Ole Gunnar Solskjaer has five games left in the Premier League season to prove conclusively that the club's hierarchy did not act too hastily in making him Jose Mourinho's permanent successor last month.
After a spectacular start as caretaker manager of the club, in which he won his first eight games and lost just one of his opening 17 matches in charge, United have since suffered a precipitous drop in form.
Five defeats have come in United's last seven games, a run which has seen them exit the FA Cup and Champions League and left a top-four finish in serious doubt.
Since former United striker Solskjaer was appointed to the position on a permanent basis in late March, the Reds have won two of five games, unconvincing 2-1 home victories against Watford and West Ham, and now face a potentially pivotal week in the league campaign.
"When we came in, on the 19th of December and where we're at now, I think anyone would have taken that now we've got five games to see if we can finish it off," said Solskjaer.
United's season ends with a visit to already-relegated Huddersfield and a home game against Cardiff - both of whom may have nothing to play for by the time the season reaches May.
But Sunday sees United visit Everton, conquerors of Chelsea and Arsenal in their last two home games, at the start of a week in which they also host title contenders City in the Manchester derby and then welcome Chelsea to Old Trafford at the weekend.
Those three games look likely to determine whether United will cement one of the two Champions League places for which they are competing, along with Chelsea, Arsenal and Tottenham Hotspur.
All three London clubs also have one eye on European semi-finals - with Spurs having reached the last four of the Champions League in spectacular fashion against City in midweek and Arsenal and Chelsea both advancing in the Europa League.
United, meanwhile, were emphatically knocked out of the Champions League quarter-finals at Barcelona, although Solskjaer does not believe his team have any added advantage by being able to concentrate solely on the league.

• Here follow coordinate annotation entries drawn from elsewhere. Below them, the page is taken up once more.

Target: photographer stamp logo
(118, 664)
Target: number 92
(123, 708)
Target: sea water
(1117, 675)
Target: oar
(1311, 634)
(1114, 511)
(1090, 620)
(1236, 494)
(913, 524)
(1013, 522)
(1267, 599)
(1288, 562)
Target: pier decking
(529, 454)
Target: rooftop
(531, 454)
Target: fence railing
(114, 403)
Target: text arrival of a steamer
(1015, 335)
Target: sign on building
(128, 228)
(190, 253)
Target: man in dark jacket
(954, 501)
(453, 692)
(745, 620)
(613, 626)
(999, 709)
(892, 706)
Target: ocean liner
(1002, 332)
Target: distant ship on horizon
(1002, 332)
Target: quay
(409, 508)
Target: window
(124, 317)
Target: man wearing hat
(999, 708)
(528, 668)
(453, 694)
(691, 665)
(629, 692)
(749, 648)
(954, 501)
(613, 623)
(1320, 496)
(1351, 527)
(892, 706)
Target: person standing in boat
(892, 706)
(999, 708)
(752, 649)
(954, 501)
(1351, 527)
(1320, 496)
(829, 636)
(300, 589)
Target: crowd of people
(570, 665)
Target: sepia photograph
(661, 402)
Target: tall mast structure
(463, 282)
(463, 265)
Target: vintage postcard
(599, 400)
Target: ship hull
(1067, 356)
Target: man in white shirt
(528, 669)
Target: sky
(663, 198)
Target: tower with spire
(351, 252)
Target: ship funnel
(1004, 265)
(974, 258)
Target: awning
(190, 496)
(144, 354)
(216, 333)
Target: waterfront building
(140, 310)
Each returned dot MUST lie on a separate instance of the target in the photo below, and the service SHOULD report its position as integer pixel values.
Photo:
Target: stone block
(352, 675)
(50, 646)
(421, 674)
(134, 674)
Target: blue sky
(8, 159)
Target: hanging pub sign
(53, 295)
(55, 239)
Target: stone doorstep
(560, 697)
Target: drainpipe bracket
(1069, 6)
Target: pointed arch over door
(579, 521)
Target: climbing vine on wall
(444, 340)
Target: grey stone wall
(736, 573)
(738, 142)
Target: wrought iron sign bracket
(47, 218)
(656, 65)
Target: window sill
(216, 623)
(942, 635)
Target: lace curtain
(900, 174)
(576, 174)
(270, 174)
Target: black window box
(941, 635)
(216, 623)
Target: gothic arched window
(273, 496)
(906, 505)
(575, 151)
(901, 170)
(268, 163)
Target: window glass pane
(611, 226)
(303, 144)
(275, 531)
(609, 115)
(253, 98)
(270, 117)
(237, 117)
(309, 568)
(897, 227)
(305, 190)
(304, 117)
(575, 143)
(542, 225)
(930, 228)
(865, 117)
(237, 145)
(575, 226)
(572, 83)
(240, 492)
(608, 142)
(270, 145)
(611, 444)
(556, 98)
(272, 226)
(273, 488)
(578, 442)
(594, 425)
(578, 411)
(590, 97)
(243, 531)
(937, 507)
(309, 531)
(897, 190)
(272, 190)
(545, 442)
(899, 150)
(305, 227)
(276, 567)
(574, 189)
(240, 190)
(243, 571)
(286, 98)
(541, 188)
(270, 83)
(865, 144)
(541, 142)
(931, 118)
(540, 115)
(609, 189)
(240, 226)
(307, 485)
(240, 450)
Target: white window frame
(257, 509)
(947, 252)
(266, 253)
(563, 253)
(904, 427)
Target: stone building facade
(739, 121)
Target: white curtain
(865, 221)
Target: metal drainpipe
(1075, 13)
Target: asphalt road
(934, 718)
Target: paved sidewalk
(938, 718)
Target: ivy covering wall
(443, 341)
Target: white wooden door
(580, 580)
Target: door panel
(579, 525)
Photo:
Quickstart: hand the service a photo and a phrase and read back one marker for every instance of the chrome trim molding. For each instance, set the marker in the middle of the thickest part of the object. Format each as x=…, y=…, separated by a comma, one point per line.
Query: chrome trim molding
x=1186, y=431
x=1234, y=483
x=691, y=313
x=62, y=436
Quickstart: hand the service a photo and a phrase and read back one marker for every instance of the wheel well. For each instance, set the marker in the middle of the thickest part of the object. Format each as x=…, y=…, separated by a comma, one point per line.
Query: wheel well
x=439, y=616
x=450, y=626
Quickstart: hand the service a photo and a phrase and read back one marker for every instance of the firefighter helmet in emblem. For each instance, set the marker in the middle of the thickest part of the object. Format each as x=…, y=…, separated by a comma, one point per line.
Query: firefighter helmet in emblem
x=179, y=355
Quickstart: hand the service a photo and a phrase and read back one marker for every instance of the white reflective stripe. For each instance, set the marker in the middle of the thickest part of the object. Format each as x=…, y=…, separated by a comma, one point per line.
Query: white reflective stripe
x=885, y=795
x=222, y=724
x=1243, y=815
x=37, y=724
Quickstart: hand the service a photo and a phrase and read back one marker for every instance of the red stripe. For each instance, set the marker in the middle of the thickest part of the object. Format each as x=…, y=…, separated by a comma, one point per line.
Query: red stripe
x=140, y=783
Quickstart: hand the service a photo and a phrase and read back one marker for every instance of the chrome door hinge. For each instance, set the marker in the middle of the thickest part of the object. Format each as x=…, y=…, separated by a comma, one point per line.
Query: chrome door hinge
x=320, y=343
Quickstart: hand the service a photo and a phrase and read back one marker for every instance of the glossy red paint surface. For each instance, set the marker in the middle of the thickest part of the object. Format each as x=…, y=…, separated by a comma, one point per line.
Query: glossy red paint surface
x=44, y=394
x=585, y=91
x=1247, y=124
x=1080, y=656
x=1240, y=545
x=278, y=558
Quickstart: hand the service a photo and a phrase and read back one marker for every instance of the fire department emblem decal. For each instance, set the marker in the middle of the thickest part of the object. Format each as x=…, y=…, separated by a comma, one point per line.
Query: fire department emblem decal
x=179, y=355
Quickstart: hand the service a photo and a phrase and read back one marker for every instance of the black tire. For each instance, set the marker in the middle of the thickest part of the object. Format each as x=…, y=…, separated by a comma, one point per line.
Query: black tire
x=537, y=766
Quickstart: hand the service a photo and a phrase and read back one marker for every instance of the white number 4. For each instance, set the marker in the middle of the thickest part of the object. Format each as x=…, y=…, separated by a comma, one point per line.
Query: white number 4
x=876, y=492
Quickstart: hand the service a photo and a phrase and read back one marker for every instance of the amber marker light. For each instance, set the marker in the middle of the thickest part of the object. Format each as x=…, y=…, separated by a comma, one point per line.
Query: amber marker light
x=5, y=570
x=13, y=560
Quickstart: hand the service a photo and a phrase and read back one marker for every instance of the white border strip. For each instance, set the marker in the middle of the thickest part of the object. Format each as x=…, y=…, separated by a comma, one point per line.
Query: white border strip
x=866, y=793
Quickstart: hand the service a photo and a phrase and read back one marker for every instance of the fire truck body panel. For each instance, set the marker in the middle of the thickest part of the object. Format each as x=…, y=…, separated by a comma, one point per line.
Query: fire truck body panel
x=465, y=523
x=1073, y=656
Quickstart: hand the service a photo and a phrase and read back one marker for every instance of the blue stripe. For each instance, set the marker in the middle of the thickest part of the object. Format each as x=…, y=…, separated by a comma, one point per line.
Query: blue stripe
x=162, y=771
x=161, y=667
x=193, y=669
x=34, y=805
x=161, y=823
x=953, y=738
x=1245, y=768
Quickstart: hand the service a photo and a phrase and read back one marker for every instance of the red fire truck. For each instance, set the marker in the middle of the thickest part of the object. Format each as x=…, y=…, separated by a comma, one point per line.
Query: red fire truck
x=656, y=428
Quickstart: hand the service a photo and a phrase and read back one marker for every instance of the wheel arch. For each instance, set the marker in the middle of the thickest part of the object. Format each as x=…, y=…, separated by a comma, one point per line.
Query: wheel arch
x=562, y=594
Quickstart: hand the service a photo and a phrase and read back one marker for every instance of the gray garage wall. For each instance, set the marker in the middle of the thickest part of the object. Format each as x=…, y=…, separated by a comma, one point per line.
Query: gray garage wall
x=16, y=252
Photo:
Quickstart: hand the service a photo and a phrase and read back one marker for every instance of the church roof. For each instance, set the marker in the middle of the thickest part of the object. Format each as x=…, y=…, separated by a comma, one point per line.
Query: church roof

"I think it will give them (United's rivals) a boost playing those games, that's what you want as a player," he said. "We'd have loved to have a semi-final to play in but not the case.
"These three games are our short-term focus and we shouldn't think about anything other than having a great week ahead of us."
While United have stuttered in recent weeks, the fate of Mauricio Pochettino, the manager who was widely tipped to be United's number one choice following Mourinho's dismissal in December, could not have provided a greater contrast.
Although Tottenham's league form has been inconsistent, Pochettino won wide praise for leading Spurs into their first ever Champions League semi-final in the away goals triumph at Manchester City.
That, naturally, led to debate as to whether United had been too quick in appointing Solskjaer, whose players certainly appear to have been less focused since his elevation was confirmed last month.
"I don't think so, no," said Solskjaer when asked if his permanent appointment had brought about a negative effect on players' performances.
"That's football, margins. We've said we've lost two league games, Wolverhampton and Arsenal, those games we shouldn't have talked about losing.
"We won games we maybe didn't deserve, it evens itself out but players know what's going to happen. We know what I expect, as a club what we want to do. That's football," he insisted.
Solskjaer has a clean bill of health ahead of the Everton game, with midfielder Ander Herrera back in full training, while forward Alexis Sanchez, such a disappointment due to injury and loss of form, could be in line for his first start since the opening weekend of March.